Single by Sam Hunt

from the album Montevallo
- Released: September 21, 2015
- Recorded: 2014
- Genre: Country; R&B;
- Length: 3:51
- Label: MCA Nashville
- Songwriters: Sam Hunt; Zach Crowell; Shane McAnally;
- Producers: Zach Crowell; Shane McAnally;

Sam Hunt singles chronology
| "House Party" (2015) | "Break Up in a Small Town" (2015) | "Make You Miss Me" (2016) |

Music video
- "Break Up in a Small Town" on YouTube

Alternative cover
- Acoustic single cover

= Break Up in a Small Town =

"Break Up in a Small Town" is a song co-written and recorded by American country music singer Sam Hunt. It was released to country radio, by MCA Nashville on September 21, 2015, as the fourth single from his debut studio album Montevallo (2014). The song was written by Hunt, Zach Crowell and Shane McAnally.

==Background and composition==
The song has country and R&B influence, which Hunt expressed in an article with Billboard. Shane McAnally said of the influence: "It's a model that I think many people could learn from because you are still evolving as an artist along the way. Just because you put music out, it doesn't mean that is where you stop for the next year". Hunt then discussed the process of making the song, saying it was born when he was "singing that chorus melody late one night while riding around trying to come up with song ideas". He originally "didn't want to write anymore break up songs", but the melody of the song changed his mind, saying it "fit too perfectly not to go with it". The song was inspired by his breakup with his then-girlfriend Hannah Lee Fowler whom he has since married.

==Critical reception==
Billy Dukes of Taste of Country gave the song a favorable review and observed the song as "likely the wordiest song of 2015" and Hunt's "most genre-bending release to country radio", adding "Any talk of which genre Hunt belongs in misses the point. His story hits hard. It's deep and emotional and sincere and all the things we expect from a great country song".

==Music video==
The music video was directed by Tim Mattia and premiered in October 2015. The video was shot in Macon County, Tennessee.

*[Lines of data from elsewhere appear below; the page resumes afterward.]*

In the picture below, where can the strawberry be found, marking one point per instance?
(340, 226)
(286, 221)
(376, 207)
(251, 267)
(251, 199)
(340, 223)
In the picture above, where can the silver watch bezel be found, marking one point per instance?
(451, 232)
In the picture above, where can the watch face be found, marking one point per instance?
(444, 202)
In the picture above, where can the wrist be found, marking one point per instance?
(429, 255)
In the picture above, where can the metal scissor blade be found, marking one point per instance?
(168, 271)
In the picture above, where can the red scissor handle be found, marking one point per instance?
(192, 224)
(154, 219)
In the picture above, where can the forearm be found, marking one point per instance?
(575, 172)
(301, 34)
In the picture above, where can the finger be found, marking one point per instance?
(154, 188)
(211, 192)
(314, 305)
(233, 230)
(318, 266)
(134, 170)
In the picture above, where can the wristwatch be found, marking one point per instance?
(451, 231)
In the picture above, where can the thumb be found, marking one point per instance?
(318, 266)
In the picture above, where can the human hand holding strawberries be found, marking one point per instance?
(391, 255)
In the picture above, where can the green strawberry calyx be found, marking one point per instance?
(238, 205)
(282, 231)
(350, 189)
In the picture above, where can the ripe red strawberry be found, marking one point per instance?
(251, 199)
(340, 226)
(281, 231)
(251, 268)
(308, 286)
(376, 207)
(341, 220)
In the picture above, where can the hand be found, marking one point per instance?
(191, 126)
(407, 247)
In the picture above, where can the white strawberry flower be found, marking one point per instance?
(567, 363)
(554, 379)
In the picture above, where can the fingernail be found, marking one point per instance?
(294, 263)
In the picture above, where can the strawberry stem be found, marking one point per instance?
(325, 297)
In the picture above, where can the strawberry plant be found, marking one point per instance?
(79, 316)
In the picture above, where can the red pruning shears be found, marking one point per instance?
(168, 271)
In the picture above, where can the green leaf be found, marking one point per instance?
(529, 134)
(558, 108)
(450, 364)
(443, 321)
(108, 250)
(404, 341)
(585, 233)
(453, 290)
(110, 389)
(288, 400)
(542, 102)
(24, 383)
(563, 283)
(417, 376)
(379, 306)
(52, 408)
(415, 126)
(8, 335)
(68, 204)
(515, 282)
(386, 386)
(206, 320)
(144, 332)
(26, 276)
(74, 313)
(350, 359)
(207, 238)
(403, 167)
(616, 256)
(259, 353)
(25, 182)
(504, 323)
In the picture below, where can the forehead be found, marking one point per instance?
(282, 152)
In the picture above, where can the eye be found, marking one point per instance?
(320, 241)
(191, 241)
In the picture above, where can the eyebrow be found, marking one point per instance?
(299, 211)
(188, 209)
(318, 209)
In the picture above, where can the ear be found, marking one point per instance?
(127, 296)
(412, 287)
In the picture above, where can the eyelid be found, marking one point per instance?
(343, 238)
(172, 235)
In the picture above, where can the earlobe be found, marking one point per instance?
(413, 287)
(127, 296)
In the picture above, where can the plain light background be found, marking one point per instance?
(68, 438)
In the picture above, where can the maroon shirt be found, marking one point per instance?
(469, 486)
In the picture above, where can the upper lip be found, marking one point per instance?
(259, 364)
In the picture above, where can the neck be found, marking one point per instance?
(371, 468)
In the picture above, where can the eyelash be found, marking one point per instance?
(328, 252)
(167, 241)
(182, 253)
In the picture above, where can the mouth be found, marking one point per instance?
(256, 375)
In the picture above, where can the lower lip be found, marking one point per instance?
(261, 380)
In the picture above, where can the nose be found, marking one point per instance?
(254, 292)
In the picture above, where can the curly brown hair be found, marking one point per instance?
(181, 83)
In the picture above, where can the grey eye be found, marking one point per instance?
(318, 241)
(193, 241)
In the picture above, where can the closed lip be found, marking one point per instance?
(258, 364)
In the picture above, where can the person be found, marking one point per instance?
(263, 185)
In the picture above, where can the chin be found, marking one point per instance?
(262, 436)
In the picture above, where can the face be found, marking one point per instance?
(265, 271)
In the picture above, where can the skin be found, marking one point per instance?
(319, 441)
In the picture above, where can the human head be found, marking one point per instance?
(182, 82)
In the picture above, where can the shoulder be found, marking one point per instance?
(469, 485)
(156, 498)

==Commercial performance==
The song debuted on the Hot Country Songs chart at number 30 for the week of August 30, 2014, the week his EP X2C was released, with 24,000 copies sold. All four songs from the EP debuted on the chart, with "Ex to See", "House Party", and "Break Up in a Small Town" doing so exclusively through digital sales. It also debuted at number 16 on the Country Digital Songs chart. Following its release as a single from Montevallo, the song peaked at number two on the Hot Country Songs chart, but was kept out of the top spot by "Die a Happy Man" performed by Thomas Rhett. The song became Hunt's fourth consecutive top-three hit on the Hot Country Songs chart. The song was certified Gold by the RIAA on September 3, 2015, and Platinum on December 17, 2015. As of March 2016, the song has sold nearly 1,230,000 downloads.

==Charts==

=== Weekly charts ===

| Chart (2015–2016) | Peak position |
|---|---|
| Canada Hot 100 (Billboard) | 43 |
| Canada Country (Billboard) | 3 |
| US Billboard Hot 100 | 29 |
| US Country Airplay (Billboard) | 2 |
| US Hot Country Songs (Billboard) | 2 |

===Year-end charts===

| Chart (2015) | Position |
|---|---|
| US Country Airplay (Billboard) | 94 |
| US Hot Country Songs (Billboard) | 64 |
| Chart (2016) | Position |
| US Country Airplay (Billboard) | 46 |
| US Hot Country Songs (Billboard) | 7 |

==Certifications and sales==

| Region | Certification | Certified units/sales |
| Canada (Music Canada) | 5× Platinum | 400,000^{‡} |
| New Zealand (RMNZ) | Gold | 15,000^{‡} |
| United States (RIAA) | 6× Platinum | 6,000,000^{‡} |
^{‡} Sales+streaming figures based on certification alone.